For the Table and the Soul
By: Gary Paul Nabhan
Home cooks and chefs of the Southwest have never lacked for delicious fruit, given the fact that native prickly pears, wild plums, elderberries, wolfberries, blackberries, hackberries, and persimmons grow along streams and in canyons from Texas to California. But a turning point occurred in southwestern agricultural and culinary history roughly 400 years ago, after the first Spanish-introduced fruit took root on American soil in the watersheds of the Rio Grande and the Rio Colorado.
Suddenly, large, edible, or fermentable fruits were available to be grown in this semiarid region, and whether dried, jammed, pickled, or fermented then distilled, they began to offer fruity fragrances and flavors to farming communities year-round.
Missionaries, miners, and Mediterranean fruits
Perhaps no other introductions were as rapidly adopted and distributed across the Southwest as were the Mediterranean fruits carried along by missionaries and miners. Arguably, the impact of these Spanish-speaking immigrants on America’s horticultural legacy dwarf those of Thomas Jefferson and Johnny Appleseed.

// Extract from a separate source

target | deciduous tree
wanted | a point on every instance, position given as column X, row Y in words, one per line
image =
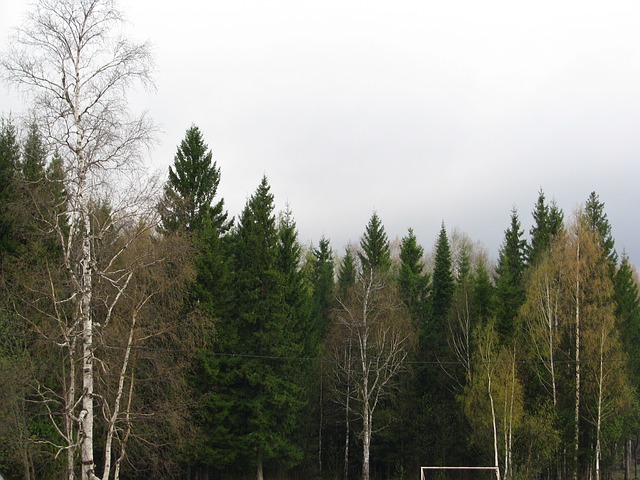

And yet, few American horticultural historians have bothered to pay as much attention to the northward cultural diffusion of fruits and nuts from Spain and the Canary Islands to Mexico as they have to the westward diffusion from Williamsburg, Plymouth Rock, and New Amsterdam. Nevertheless, prior to the arrival of the Spanish themselves, as far north as the Gila River near present-day Phoenix, watermelon fruit and their seeds had been traded up from Spanish colonies in Mesoamerica.